Decepcionante hoje ler a coluna do Carlos Chagas, na Tribuna da Imprensa. Para o final do ano, o governo costuma dar liberdade condicional a vários presos, dependendo do tipo de crime, do tempo de pena cumprido e de bom comportamento. Esse ano há uma proposta de libertar um número maior de presos que o normal. A regra seria dar liberdade condicional a presos que tenham cumprido mais de um terço da pena, que não pode ser maior que 8 anos.

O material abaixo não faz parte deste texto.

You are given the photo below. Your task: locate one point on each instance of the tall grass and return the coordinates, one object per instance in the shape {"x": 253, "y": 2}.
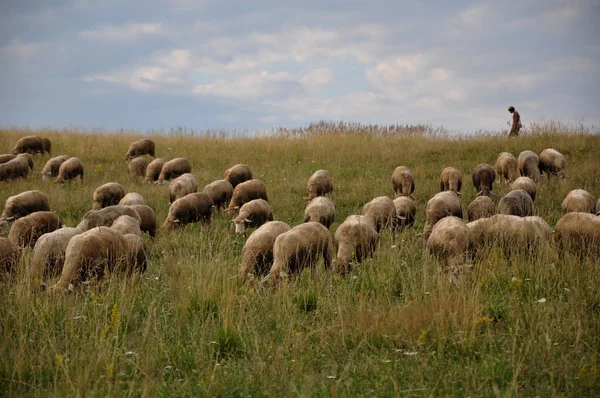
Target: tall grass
{"x": 519, "y": 326}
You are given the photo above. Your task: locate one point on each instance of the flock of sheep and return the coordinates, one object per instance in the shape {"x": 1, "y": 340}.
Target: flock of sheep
{"x": 108, "y": 238}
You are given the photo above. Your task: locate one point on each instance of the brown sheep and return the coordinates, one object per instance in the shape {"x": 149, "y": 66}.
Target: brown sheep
{"x": 321, "y": 210}
{"x": 245, "y": 192}
{"x": 192, "y": 208}
{"x": 483, "y": 179}
{"x": 69, "y": 170}
{"x": 139, "y": 148}
{"x": 220, "y": 192}
{"x": 237, "y": 174}
{"x": 106, "y": 195}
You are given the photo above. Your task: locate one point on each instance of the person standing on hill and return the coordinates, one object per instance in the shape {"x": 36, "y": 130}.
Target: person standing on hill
{"x": 516, "y": 126}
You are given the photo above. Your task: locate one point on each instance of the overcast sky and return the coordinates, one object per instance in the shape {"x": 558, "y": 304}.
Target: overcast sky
{"x": 142, "y": 64}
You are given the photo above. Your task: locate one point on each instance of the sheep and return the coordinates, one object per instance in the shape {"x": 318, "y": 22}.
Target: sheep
{"x": 506, "y": 167}
{"x": 579, "y": 200}
{"x": 139, "y": 148}
{"x": 245, "y": 192}
{"x": 403, "y": 181}
{"x": 381, "y": 212}
{"x": 132, "y": 198}
{"x": 26, "y": 230}
{"x": 406, "y": 209}
{"x": 483, "y": 179}
{"x": 298, "y": 248}
{"x": 481, "y": 207}
{"x": 220, "y": 192}
{"x": 173, "y": 169}
{"x": 153, "y": 169}
{"x": 443, "y": 204}
{"x": 181, "y": 186}
{"x": 191, "y": 208}
{"x": 50, "y": 170}
{"x": 137, "y": 167}
{"x": 106, "y": 216}
{"x": 108, "y": 194}
{"x": 552, "y": 162}
{"x": 450, "y": 180}
{"x": 528, "y": 163}
{"x": 252, "y": 214}
{"x": 257, "y": 253}
{"x": 69, "y": 170}
{"x": 355, "y": 238}
{"x": 319, "y": 184}
{"x": 237, "y": 174}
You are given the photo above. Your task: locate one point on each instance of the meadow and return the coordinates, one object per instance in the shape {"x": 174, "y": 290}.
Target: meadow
{"x": 526, "y": 325}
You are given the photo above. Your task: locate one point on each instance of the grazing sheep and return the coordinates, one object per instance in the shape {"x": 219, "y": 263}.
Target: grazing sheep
{"x": 26, "y": 230}
{"x": 320, "y": 209}
{"x": 481, "y": 207}
{"x": 528, "y": 163}
{"x": 181, "y": 186}
{"x": 381, "y": 212}
{"x": 354, "y": 238}
{"x": 237, "y": 174}
{"x": 403, "y": 181}
{"x": 257, "y": 254}
{"x": 139, "y": 148}
{"x": 137, "y": 167}
{"x": 132, "y": 198}
{"x": 173, "y": 169}
{"x": 298, "y": 248}
{"x": 579, "y": 200}
{"x": 552, "y": 162}
{"x": 153, "y": 169}
{"x": 106, "y": 195}
{"x": 69, "y": 170}
{"x": 245, "y": 192}
{"x": 506, "y": 167}
{"x": 220, "y": 192}
{"x": 192, "y": 208}
{"x": 252, "y": 214}
{"x": 406, "y": 208}
{"x": 483, "y": 179}
{"x": 451, "y": 180}
{"x": 442, "y": 205}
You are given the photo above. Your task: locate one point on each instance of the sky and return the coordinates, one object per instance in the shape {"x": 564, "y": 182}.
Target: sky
{"x": 252, "y": 65}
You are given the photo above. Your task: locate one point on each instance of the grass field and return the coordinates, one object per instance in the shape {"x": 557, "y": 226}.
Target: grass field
{"x": 518, "y": 326}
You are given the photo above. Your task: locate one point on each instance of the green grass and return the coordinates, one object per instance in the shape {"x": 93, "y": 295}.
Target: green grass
{"x": 393, "y": 327}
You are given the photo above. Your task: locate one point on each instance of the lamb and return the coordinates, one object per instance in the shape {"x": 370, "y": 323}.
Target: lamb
{"x": 173, "y": 169}
{"x": 381, "y": 212}
{"x": 69, "y": 170}
{"x": 481, "y": 207}
{"x": 483, "y": 179}
{"x": 191, "y": 208}
{"x": 506, "y": 166}
{"x": 220, "y": 192}
{"x": 552, "y": 162}
{"x": 451, "y": 180}
{"x": 108, "y": 194}
{"x": 354, "y": 238}
{"x": 139, "y": 148}
{"x": 579, "y": 200}
{"x": 298, "y": 248}
{"x": 528, "y": 163}
{"x": 257, "y": 254}
{"x": 252, "y": 214}
{"x": 245, "y": 192}
{"x": 26, "y": 230}
{"x": 403, "y": 181}
{"x": 181, "y": 186}
{"x": 237, "y": 174}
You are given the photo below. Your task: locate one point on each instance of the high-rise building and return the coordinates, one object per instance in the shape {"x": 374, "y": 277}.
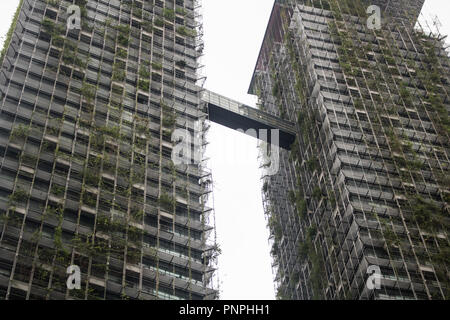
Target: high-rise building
{"x": 366, "y": 186}
{"x": 86, "y": 176}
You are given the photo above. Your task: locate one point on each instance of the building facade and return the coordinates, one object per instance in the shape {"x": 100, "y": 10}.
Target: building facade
{"x": 366, "y": 185}
{"x": 87, "y": 179}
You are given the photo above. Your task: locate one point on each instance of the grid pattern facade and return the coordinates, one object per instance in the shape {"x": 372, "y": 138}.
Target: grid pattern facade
{"x": 85, "y": 153}
{"x": 367, "y": 181}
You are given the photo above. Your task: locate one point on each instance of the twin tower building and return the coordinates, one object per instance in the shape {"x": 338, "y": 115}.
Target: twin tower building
{"x": 358, "y": 207}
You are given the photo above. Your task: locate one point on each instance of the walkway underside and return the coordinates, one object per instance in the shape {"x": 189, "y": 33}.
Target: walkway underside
{"x": 235, "y": 115}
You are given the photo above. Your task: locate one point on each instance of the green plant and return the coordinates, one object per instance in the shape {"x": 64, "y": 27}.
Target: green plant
{"x": 167, "y": 202}
{"x": 19, "y": 195}
{"x": 10, "y": 33}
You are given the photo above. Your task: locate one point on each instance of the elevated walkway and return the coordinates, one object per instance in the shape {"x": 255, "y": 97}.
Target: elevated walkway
{"x": 235, "y": 115}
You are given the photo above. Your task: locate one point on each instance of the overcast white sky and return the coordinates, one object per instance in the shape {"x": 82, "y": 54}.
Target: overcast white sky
{"x": 234, "y": 30}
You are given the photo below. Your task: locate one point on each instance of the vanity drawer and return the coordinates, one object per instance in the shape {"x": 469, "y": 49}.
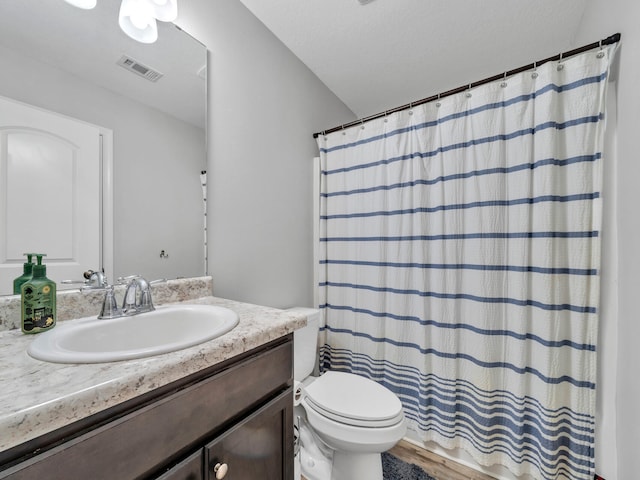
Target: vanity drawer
{"x": 139, "y": 443}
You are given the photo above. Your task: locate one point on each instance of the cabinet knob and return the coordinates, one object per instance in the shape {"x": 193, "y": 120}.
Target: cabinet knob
{"x": 220, "y": 470}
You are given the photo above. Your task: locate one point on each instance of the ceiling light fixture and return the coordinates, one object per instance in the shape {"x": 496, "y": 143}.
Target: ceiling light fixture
{"x": 84, "y": 4}
{"x": 137, "y": 18}
{"x": 165, "y": 10}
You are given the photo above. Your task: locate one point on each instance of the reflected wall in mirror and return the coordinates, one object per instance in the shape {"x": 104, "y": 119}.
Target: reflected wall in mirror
{"x": 65, "y": 60}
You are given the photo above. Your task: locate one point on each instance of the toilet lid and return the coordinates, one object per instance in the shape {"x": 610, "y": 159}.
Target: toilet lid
{"x": 354, "y": 400}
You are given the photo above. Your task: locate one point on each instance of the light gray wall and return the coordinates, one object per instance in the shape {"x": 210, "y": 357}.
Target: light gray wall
{"x": 264, "y": 106}
{"x": 604, "y": 17}
{"x": 157, "y": 200}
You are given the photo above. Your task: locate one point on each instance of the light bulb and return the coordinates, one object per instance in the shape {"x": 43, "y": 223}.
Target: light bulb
{"x": 84, "y": 4}
{"x": 165, "y": 10}
{"x": 137, "y": 20}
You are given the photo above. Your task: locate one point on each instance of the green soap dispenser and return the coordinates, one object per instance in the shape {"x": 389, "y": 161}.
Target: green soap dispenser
{"x": 38, "y": 300}
{"x": 26, "y": 274}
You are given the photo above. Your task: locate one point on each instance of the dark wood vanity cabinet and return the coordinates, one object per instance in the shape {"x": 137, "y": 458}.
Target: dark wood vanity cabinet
{"x": 237, "y": 416}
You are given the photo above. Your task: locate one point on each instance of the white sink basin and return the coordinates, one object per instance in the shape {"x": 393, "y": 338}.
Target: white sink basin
{"x": 164, "y": 330}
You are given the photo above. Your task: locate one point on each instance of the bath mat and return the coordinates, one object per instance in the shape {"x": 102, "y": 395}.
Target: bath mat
{"x": 395, "y": 469}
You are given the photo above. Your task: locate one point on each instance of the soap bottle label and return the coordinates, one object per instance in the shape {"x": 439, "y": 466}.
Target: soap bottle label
{"x": 38, "y": 307}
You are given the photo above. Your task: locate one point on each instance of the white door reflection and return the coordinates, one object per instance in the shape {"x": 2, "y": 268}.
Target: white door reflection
{"x": 50, "y": 178}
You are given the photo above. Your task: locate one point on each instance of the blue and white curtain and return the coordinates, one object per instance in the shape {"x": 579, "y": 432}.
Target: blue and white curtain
{"x": 459, "y": 258}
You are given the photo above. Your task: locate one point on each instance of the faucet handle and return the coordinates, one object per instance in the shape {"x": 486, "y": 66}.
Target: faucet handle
{"x": 110, "y": 307}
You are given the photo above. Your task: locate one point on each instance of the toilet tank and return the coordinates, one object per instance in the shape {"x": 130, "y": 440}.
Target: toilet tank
{"x": 305, "y": 344}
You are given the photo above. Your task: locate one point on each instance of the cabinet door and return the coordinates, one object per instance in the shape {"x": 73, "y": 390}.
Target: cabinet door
{"x": 189, "y": 469}
{"x": 260, "y": 446}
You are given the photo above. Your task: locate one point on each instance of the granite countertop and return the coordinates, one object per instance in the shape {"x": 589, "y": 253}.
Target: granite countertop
{"x": 38, "y": 397}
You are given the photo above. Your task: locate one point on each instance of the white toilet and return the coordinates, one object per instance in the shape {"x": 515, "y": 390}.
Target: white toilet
{"x": 356, "y": 418}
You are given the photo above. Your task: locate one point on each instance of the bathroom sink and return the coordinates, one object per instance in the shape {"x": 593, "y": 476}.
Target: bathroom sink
{"x": 166, "y": 329}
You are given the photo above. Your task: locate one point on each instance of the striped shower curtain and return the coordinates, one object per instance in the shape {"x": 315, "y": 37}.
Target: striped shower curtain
{"x": 459, "y": 258}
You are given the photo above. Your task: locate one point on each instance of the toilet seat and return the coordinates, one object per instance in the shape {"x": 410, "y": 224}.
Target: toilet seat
{"x": 353, "y": 400}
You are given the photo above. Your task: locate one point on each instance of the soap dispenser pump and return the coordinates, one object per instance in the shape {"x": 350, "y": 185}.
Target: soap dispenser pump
{"x": 27, "y": 272}
{"x": 38, "y": 300}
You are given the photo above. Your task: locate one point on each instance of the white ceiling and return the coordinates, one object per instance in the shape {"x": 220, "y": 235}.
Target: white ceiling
{"x": 88, "y": 43}
{"x": 388, "y": 53}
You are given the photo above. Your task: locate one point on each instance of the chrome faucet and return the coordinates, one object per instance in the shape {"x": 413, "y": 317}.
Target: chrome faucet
{"x": 137, "y": 297}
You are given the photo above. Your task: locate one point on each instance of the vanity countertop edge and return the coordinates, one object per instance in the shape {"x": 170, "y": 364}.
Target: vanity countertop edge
{"x": 39, "y": 397}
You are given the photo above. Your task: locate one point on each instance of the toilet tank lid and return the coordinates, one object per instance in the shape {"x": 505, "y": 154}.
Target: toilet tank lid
{"x": 353, "y": 396}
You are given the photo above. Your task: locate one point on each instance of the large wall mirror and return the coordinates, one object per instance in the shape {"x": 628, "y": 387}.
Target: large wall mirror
{"x": 68, "y": 61}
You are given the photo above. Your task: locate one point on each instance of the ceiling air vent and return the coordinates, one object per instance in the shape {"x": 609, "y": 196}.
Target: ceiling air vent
{"x": 139, "y": 68}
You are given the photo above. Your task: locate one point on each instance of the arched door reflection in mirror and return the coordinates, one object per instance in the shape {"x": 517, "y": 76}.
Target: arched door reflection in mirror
{"x": 50, "y": 172}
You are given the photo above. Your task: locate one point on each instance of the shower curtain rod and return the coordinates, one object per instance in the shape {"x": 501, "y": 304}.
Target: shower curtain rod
{"x": 607, "y": 41}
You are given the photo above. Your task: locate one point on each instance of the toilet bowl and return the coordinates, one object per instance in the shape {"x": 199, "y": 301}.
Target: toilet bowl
{"x": 355, "y": 417}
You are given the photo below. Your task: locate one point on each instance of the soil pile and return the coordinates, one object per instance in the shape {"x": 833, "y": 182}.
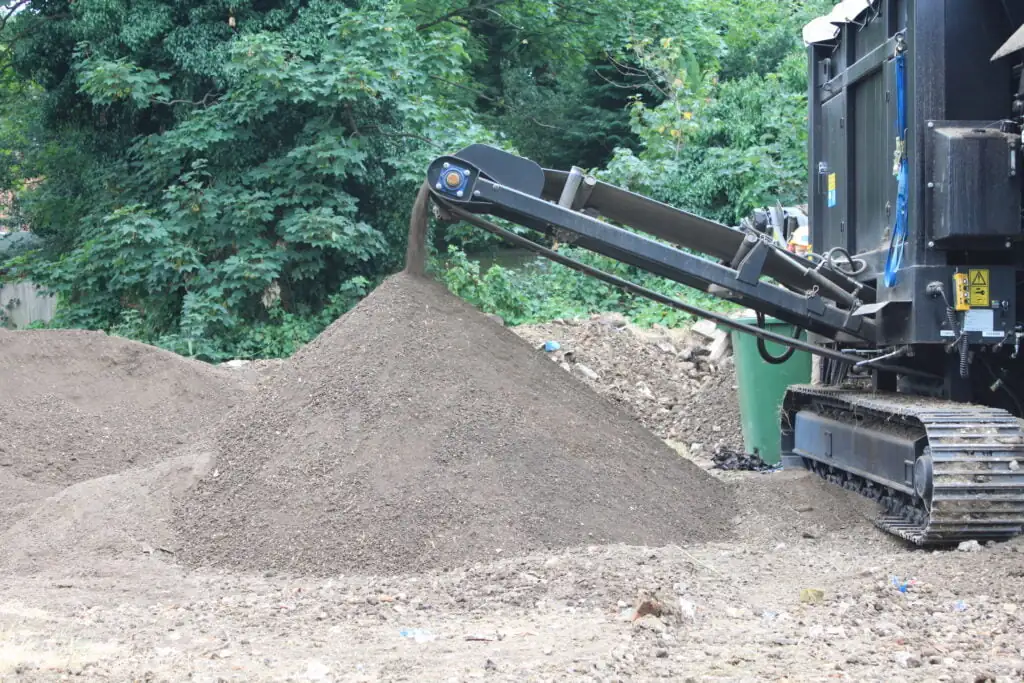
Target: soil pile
{"x": 82, "y": 404}
{"x": 107, "y": 525}
{"x": 663, "y": 377}
{"x": 415, "y": 433}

Concordo com o jornalista que essa atitude é temerária, e que devemos discutir o assunto. Entretanto, chamar essas pessoas de animais é um péssimo começo, e já deixa claro que ele, o Carlos Chagas, não está a fim de discutir nada. O sistema carcerário brasileiro era caótico há vinte anos atrás, hoje é muito pior. O Estado não investe o suficiente em segurança porque a população não enxerga os benefícios, e o trabalho de hoje daquele jornalista não contribui em nada para esclarecer o assunto. Pelo contrário, tende a polarizar opiniões e divergir o foco das atenções para conseqüências do problemas, ao invés das causas do mesmo. Carlos Chagas culpa o governo pelo problema, como se fosse restrito a uma suposta complacência do presidente Lula.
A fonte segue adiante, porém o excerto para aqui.